Unlike banks, creditors such as landlords and grocery stores can be paid with Social Security benefits without giving such notice or gaining such permission.

“In such instances, however, the Social Security beneficiary is clearly exercising control over the benefits and directing the payment to such creditors,” Hawkins said. “In the banking situation, the direction to apply the deposit to the existing overdraft is only implied and the bank actually takes control of the debt directly, rather than making the full benefit available to the beneficiary to delve out as he sees fit.”

The ruling vacated a summary judgment for the bank and remanded to the District Court in San Francisco.

Senior Judge John T. Noonan authored a separate concurring opinion.

“Recipients of Social Security who depend on their checks for necessities are protected,” Noonan wrote. “Who could dissent?
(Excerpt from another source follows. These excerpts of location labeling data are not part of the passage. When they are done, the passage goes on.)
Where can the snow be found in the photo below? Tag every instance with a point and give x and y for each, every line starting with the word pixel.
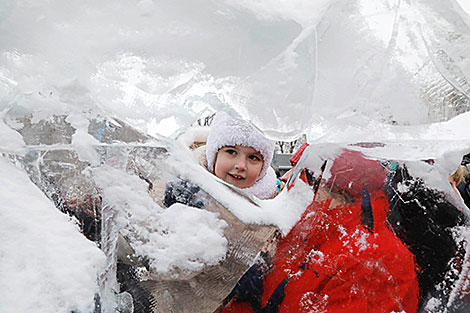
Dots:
pixel 47 265
pixel 178 237
pixel 340 71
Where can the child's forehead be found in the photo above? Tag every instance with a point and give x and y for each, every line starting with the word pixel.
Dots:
pixel 246 149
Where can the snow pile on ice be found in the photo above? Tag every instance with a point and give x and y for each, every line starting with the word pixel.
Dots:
pixel 180 236
pixel 47 265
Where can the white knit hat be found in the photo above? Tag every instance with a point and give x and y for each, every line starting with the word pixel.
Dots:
pixel 228 131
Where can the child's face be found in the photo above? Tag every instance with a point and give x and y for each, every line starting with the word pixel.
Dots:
pixel 238 165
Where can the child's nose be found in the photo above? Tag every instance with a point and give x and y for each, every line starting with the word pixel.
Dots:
pixel 241 164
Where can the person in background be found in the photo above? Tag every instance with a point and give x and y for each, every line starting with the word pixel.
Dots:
pixel 460 180
pixel 363 245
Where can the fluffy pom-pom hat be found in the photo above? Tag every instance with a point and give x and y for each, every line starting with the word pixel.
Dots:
pixel 228 131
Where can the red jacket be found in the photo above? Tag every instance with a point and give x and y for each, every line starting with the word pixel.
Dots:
pixel 336 260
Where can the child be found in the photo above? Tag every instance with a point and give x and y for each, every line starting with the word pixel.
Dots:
pixel 238 154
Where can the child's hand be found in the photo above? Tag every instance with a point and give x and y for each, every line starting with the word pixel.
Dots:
pixel 181 191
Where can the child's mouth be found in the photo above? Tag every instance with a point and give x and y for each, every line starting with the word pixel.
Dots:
pixel 236 177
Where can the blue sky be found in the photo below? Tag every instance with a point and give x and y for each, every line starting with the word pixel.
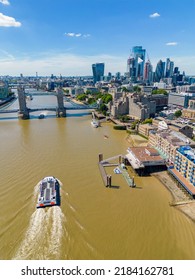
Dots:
pixel 66 36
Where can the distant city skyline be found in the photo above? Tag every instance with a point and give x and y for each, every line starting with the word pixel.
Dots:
pixel 63 37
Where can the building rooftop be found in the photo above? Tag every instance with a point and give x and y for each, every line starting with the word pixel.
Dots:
pixel 142 156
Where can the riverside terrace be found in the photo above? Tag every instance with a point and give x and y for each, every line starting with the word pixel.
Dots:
pixel 145 160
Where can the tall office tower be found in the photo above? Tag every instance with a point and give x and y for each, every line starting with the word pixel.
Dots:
pixel 169 68
pixel 131 68
pixel 98 72
pixel 139 55
pixel 148 72
pixel 159 72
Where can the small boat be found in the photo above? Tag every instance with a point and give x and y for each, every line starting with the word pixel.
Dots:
pixel 95 123
pixel 117 170
pixel 41 116
pixel 49 192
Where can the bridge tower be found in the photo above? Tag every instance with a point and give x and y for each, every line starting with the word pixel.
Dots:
pixel 61 110
pixel 23 112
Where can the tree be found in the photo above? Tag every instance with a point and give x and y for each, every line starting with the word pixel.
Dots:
pixel 178 113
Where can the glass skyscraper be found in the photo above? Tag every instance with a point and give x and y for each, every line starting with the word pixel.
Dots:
pixel 136 63
pixel 98 72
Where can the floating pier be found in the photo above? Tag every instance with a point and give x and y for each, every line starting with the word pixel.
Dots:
pixel 129 180
pixel 107 179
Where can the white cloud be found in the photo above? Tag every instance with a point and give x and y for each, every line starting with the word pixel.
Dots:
pixel 5 2
pixel 66 64
pixel 172 44
pixel 7 21
pixel 154 15
pixel 72 34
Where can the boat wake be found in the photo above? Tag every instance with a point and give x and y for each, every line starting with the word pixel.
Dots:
pixel 43 237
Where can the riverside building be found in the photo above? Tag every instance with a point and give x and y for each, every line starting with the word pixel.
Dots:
pixel 184 168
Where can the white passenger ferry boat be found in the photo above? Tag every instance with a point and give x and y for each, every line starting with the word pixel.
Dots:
pixel 95 123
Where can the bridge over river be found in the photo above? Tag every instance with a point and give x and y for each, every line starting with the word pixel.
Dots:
pixel 24 111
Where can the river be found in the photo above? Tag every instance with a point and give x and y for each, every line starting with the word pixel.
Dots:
pixel 93 222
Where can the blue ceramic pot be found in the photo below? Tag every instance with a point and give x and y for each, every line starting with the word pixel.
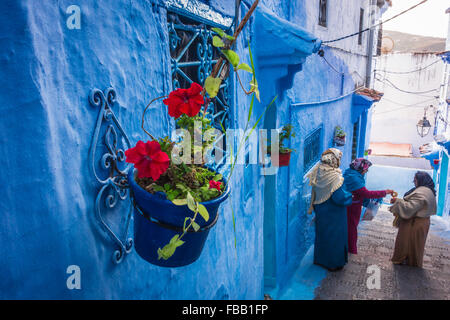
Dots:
pixel 157 220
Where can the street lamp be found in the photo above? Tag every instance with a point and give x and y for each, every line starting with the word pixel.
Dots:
pixel 423 126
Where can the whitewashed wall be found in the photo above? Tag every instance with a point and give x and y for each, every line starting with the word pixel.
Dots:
pixel 396 115
pixel 344 20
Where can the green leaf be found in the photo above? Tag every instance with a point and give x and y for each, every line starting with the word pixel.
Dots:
pixel 179 202
pixel 231 56
pixel 191 203
pixel 229 37
pixel 203 212
pixel 178 243
pixel 184 223
pixel 219 31
pixel 245 67
pixel 254 88
pixel 169 249
pixel 158 188
pixel 212 86
pixel 195 226
pixel 174 239
pixel 250 110
pixel 217 42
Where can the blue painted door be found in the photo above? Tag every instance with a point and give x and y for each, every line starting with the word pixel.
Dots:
pixel 442 184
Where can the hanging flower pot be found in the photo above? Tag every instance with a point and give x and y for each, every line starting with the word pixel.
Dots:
pixel 284 155
pixel 176 196
pixel 339 137
pixel 157 219
pixel 283 159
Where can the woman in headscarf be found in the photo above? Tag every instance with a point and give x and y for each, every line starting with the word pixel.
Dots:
pixel 355 183
pixel 413 212
pixel 329 201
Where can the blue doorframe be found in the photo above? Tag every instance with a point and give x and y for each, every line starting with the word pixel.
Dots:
pixel 442 183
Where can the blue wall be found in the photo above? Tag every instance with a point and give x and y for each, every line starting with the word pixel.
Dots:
pixel 48 189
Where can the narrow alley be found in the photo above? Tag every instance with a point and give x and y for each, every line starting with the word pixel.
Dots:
pixel 375 247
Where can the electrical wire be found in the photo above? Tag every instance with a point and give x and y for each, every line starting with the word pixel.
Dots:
pixel 409 105
pixel 374 26
pixel 393 110
pixel 321 54
pixel 406 72
pixel 325 101
pixel 420 93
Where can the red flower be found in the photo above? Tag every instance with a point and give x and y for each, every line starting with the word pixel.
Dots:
pixel 215 184
pixel 188 101
pixel 148 159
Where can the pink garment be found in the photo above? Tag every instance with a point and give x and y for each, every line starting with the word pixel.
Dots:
pixel 354 214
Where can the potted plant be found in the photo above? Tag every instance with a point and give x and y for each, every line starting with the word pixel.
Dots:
pixel 176 195
pixel 284 154
pixel 339 136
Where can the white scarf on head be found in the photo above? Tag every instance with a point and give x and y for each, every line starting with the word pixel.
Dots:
pixel 326 177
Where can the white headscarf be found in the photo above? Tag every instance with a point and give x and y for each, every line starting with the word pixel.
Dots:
pixel 326 177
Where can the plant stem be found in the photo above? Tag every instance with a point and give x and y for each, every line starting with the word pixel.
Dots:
pixel 143 116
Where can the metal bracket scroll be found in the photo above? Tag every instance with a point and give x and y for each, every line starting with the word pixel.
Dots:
pixel 110 169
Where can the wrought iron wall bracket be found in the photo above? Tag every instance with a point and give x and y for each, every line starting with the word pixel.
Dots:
pixel 110 169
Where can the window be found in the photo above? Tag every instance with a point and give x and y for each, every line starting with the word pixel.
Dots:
pixel 361 25
pixel 312 149
pixel 192 57
pixel 355 140
pixel 323 13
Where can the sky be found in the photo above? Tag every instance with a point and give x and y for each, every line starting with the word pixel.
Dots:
pixel 428 19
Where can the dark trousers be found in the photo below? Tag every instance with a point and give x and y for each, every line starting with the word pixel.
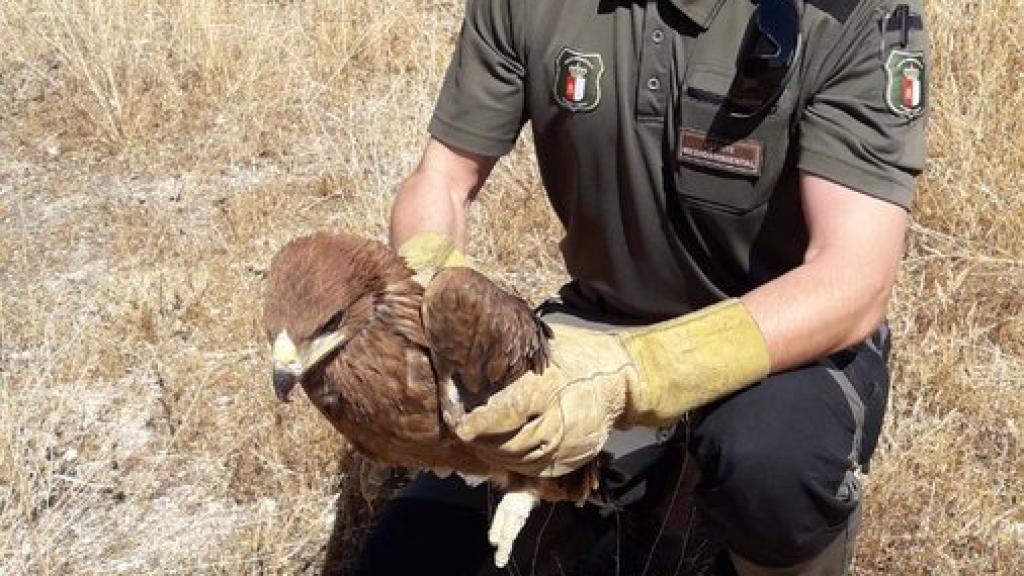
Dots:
pixel 775 483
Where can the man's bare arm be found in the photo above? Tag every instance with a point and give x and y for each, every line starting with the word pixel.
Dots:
pixel 437 195
pixel 841 292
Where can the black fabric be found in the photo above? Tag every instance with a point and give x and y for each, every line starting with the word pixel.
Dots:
pixel 771 462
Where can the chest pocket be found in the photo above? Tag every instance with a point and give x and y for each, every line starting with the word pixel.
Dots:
pixel 725 163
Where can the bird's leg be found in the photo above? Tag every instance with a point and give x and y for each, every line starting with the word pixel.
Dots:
pixel 510 517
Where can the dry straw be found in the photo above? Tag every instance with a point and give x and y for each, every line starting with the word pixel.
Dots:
pixel 154 155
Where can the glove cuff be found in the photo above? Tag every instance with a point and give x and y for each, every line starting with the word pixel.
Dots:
pixel 427 252
pixel 691 361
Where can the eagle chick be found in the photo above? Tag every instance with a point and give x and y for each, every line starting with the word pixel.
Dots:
pixel 389 364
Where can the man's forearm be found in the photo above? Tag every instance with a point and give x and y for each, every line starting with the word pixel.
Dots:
pixel 423 204
pixel 436 196
pixel 840 294
pixel 814 311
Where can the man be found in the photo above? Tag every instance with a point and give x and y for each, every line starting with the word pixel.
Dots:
pixel 734 179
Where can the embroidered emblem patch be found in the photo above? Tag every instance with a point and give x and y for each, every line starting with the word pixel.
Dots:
pixel 578 80
pixel 906 83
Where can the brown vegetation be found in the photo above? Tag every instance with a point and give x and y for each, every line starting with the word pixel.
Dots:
pixel 153 157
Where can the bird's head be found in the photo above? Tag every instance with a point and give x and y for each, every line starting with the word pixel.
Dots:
pixel 320 294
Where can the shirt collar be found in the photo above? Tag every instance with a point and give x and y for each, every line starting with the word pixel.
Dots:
pixel 700 11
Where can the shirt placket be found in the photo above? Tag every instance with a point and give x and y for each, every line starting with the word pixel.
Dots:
pixel 652 77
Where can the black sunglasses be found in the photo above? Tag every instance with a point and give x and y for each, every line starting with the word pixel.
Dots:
pixel 771 44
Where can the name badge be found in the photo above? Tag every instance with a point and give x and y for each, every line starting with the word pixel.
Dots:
pixel 740 157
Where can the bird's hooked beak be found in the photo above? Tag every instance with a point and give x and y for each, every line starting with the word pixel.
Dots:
pixel 290 363
pixel 287 366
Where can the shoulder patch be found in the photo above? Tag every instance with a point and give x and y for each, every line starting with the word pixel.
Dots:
pixel 839 9
pixel 906 83
pixel 578 80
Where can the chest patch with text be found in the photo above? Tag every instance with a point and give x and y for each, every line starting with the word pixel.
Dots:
pixel 740 157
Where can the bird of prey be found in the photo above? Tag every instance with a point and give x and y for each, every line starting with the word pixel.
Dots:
pixel 390 364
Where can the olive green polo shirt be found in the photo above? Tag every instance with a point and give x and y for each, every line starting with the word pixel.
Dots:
pixel 669 203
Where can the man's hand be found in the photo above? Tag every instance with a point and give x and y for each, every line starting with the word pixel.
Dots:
pixel 428 252
pixel 553 423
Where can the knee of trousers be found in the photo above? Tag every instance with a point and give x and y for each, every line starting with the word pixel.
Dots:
pixel 777 505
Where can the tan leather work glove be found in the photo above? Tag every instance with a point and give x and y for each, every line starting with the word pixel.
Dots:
pixel 553 423
pixel 427 252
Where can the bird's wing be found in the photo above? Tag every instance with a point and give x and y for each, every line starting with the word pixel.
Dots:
pixel 484 335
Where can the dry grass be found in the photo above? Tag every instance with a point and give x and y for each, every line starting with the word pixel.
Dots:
pixel 153 156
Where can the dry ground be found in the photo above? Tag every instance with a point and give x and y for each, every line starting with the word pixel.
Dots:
pixel 153 157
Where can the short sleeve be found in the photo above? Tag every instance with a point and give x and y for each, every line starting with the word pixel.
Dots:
pixel 481 103
pixel 863 124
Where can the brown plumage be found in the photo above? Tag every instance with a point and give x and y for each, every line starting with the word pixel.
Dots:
pixel 400 358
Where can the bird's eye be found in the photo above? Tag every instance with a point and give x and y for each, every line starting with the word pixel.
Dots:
pixel 335 322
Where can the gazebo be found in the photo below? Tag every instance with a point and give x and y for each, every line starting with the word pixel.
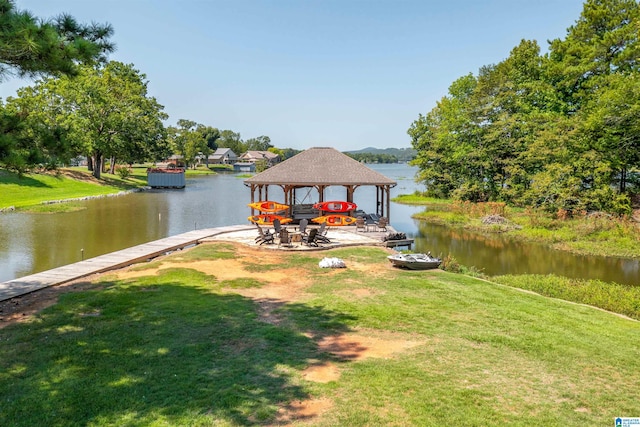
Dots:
pixel 319 168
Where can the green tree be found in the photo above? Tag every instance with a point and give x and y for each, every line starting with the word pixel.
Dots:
pixel 33 47
pixel 445 139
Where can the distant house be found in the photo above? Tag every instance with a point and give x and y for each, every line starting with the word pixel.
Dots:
pixel 257 156
pixel 223 156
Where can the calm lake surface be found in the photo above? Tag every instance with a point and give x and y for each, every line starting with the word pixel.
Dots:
pixel 30 243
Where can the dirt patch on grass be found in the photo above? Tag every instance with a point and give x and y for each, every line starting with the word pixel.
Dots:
pixel 358 347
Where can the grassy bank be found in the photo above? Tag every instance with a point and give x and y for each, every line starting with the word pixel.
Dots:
pixel 595 234
pixel 31 190
pixel 219 335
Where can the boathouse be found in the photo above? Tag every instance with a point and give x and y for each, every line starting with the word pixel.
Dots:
pixel 319 168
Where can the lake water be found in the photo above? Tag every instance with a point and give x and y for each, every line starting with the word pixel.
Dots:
pixel 30 243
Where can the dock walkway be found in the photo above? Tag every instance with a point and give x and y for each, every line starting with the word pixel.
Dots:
pixel 110 261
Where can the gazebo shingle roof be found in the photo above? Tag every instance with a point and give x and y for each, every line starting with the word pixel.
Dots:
pixel 320 166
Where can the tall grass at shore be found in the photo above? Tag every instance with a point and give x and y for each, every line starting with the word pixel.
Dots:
pixel 589 234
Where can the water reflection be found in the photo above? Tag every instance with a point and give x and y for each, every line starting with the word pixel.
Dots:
pixel 35 242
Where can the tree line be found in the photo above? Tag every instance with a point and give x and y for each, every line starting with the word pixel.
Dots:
pixel 559 131
pixel 82 104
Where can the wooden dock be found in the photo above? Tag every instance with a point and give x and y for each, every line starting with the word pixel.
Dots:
pixel 111 261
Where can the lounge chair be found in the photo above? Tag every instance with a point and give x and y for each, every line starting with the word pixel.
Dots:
pixel 311 239
pixel 264 237
pixel 322 234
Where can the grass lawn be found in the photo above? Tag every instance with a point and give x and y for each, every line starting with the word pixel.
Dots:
pixel 227 335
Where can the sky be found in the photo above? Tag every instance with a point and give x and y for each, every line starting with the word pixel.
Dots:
pixel 347 74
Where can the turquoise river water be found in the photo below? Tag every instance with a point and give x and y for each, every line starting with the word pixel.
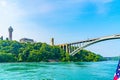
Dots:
pixel 58 71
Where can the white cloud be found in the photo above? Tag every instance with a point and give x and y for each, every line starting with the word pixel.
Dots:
pixel 45 8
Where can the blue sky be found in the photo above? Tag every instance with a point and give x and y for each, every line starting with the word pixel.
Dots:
pixel 65 20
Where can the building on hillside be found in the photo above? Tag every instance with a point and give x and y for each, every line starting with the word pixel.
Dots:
pixel 10 30
pixel 1 38
pixel 25 40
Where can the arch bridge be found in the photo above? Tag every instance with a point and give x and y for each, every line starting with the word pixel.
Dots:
pixel 75 47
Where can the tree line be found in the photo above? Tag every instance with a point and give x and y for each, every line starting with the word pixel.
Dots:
pixel 13 51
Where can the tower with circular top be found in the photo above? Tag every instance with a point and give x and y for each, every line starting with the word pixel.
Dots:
pixel 10 30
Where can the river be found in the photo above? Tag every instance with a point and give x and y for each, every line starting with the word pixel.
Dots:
pixel 58 71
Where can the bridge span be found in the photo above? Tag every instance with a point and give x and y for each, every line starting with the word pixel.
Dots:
pixel 75 47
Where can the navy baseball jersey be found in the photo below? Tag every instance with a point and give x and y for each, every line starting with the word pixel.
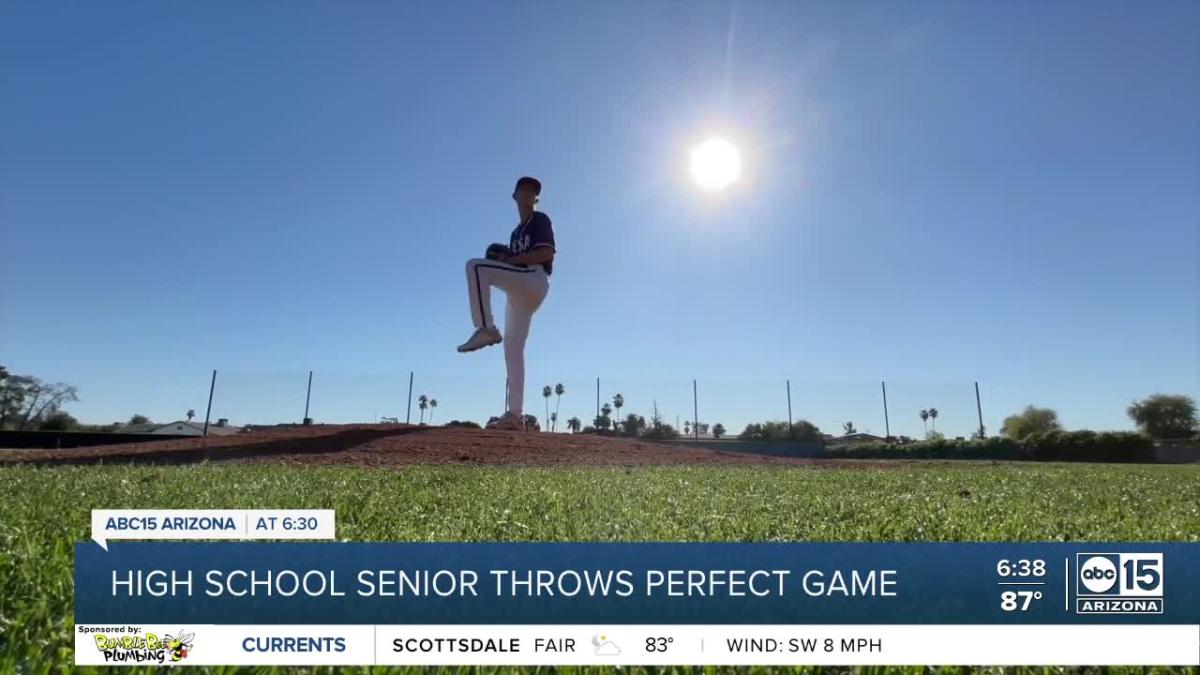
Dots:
pixel 535 231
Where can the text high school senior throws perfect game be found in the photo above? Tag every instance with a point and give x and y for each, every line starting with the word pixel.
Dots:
pixel 522 270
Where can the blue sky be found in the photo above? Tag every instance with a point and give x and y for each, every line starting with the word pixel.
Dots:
pixel 933 195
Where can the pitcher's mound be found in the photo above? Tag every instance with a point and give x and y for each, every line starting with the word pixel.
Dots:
pixel 400 444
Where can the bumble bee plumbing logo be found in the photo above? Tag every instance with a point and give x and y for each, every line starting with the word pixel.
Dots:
pixel 144 647
pixel 1119 583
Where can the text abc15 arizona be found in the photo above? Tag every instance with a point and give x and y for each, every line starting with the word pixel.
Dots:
pixel 1119 583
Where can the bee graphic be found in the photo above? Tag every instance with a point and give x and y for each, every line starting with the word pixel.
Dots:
pixel 179 645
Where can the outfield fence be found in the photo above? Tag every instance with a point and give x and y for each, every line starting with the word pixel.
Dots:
pixel 857 410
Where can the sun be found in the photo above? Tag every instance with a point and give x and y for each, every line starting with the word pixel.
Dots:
pixel 715 165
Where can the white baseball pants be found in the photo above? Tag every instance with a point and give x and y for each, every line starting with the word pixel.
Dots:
pixel 526 287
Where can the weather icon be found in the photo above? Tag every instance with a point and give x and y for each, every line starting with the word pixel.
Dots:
pixel 604 646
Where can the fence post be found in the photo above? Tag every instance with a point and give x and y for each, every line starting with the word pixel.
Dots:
pixel 213 386
pixel 695 412
pixel 790 431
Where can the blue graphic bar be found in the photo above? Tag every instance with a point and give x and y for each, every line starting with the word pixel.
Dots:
pixel 637 583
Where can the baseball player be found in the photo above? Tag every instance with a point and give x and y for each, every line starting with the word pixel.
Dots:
pixel 522 270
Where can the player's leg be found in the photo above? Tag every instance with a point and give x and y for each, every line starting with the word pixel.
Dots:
pixel 523 302
pixel 481 276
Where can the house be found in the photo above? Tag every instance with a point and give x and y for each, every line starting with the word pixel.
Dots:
pixel 183 428
pixel 852 440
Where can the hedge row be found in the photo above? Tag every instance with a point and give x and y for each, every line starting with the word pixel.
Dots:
pixel 1053 446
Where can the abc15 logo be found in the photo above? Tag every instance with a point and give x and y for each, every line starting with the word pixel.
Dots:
pixel 1119 574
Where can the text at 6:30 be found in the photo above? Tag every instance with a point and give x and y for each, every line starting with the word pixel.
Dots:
pixel 306 523
pixel 1021 568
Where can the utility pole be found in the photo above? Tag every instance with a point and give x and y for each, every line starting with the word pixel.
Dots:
pixel 408 412
pixel 211 388
pixel 306 399
pixel 887 425
pixel 979 410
Nonetheless, this fidelity to the law produces a result that is not happy.”

He explained that the ruling will make overdraft protection “virtually impossible” for Social Security recipients, since banks may now not provide such protection and the depositors may abandon direct deposit.

The real winner in this case, Noonan said, are the plaintiffs’ attorneys—the Western Center on Law and Poverty—because the plaintiffs asked for attorneys’ fees.

The case is Lopez v. Washington Mutual Bank, Inc.,  01-15303.